Аше видит, как один за одним его солдаты падают, словно куклы-марионетки с перерезанными ниточками. Кто-то еще стоит — но похож теперь на придорожную статую, а не на человека. Лишь единицы шевелятся... И они, повернувшись, уходят прочь, двигаясь дергано и не в такт, подрагивая головой, пританцовывая на месте, как деревенские дурачки. Игрушки. Смешные, страшные, неживые игрушки. Игрушки, у которых отобрали волю. Силу. Жизнь. Потому что вся жизнь, что в них была — это жизнь Грэйвена Аше, Архонта Войны.
Они никогда не были игрушками для меня, пытается сказать Аше. Но не может.
Я не хотел подобного исхода, пытается сказать Аше. Но не может.

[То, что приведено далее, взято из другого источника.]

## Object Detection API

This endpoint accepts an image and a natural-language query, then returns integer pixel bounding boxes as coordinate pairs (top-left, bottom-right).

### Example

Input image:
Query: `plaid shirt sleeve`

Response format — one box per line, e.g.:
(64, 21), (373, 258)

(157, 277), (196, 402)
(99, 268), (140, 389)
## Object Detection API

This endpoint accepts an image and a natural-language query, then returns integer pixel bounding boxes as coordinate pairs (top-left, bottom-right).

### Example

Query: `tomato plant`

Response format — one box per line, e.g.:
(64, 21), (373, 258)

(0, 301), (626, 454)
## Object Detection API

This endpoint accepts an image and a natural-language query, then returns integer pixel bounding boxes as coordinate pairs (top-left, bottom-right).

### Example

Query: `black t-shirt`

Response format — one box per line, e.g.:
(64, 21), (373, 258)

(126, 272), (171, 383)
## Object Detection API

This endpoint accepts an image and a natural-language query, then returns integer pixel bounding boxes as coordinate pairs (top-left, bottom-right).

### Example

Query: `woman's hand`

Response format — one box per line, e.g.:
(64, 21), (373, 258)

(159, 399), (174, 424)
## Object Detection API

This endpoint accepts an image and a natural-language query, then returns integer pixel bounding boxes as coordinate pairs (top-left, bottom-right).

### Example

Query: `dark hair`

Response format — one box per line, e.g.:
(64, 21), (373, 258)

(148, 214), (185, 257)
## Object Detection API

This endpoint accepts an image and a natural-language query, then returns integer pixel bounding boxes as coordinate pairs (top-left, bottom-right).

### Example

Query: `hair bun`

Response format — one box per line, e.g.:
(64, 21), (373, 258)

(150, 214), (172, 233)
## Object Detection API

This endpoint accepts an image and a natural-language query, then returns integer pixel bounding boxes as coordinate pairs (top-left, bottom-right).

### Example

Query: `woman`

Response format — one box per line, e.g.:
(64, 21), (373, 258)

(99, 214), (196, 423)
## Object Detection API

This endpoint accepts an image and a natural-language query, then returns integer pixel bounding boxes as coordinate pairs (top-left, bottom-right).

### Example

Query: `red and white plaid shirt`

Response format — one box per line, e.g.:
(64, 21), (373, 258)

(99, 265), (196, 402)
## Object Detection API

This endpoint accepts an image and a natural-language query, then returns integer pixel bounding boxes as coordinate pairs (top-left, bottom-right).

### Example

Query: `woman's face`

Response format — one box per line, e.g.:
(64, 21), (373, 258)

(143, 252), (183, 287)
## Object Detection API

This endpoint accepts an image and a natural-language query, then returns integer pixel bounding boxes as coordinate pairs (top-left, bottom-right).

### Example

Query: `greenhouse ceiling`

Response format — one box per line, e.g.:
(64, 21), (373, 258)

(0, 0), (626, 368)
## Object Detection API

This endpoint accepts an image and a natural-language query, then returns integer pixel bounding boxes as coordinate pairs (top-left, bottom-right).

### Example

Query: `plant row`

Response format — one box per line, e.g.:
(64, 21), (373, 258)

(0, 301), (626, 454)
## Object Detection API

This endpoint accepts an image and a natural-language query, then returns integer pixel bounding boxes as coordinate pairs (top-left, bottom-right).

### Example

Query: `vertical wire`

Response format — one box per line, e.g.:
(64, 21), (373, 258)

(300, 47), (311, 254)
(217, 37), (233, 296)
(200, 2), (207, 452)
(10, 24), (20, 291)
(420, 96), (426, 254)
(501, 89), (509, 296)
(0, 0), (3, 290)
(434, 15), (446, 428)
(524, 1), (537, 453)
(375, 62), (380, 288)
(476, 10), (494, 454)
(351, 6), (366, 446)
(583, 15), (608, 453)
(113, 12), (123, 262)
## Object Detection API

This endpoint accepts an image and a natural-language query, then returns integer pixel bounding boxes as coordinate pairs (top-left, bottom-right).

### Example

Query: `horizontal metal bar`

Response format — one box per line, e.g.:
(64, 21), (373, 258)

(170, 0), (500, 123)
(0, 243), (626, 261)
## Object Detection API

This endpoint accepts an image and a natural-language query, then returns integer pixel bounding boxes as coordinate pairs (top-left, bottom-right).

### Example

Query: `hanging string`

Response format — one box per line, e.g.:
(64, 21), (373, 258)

Неужели нельзя отдавать слишком много, пытается спросить Аше, но не может. Просыпается. И последнее, что он видит в своем сне — небо. Небо серое и перечеркнуто наискосок тремя шрамами-молниями, как знамя Опальных.
Такие сны приходят к Аше нечасто; он умеет их отгонять. Он вообще старается спать как можно реже. Да и этот сон за дневной суматохой быстро поблекнет; Аше знает это точно. Но первые несколько минут, глядя в натянутый полог походного шатра, он гонит от себя прочь лишние мысли и старается забыть.
Какие лишние мысли? Что именно забыть?
Правильный ответ — все. Всё.
Он не поэт, он не мудрец, он не Владыка и он не сумасшедший. Ему хватит в жизни одной истины и одной цели. «Грэйвен Аше хранит». Ему есть что защищать, ему есть зачем жить.
И значит, он продолжит отдавать себя — им.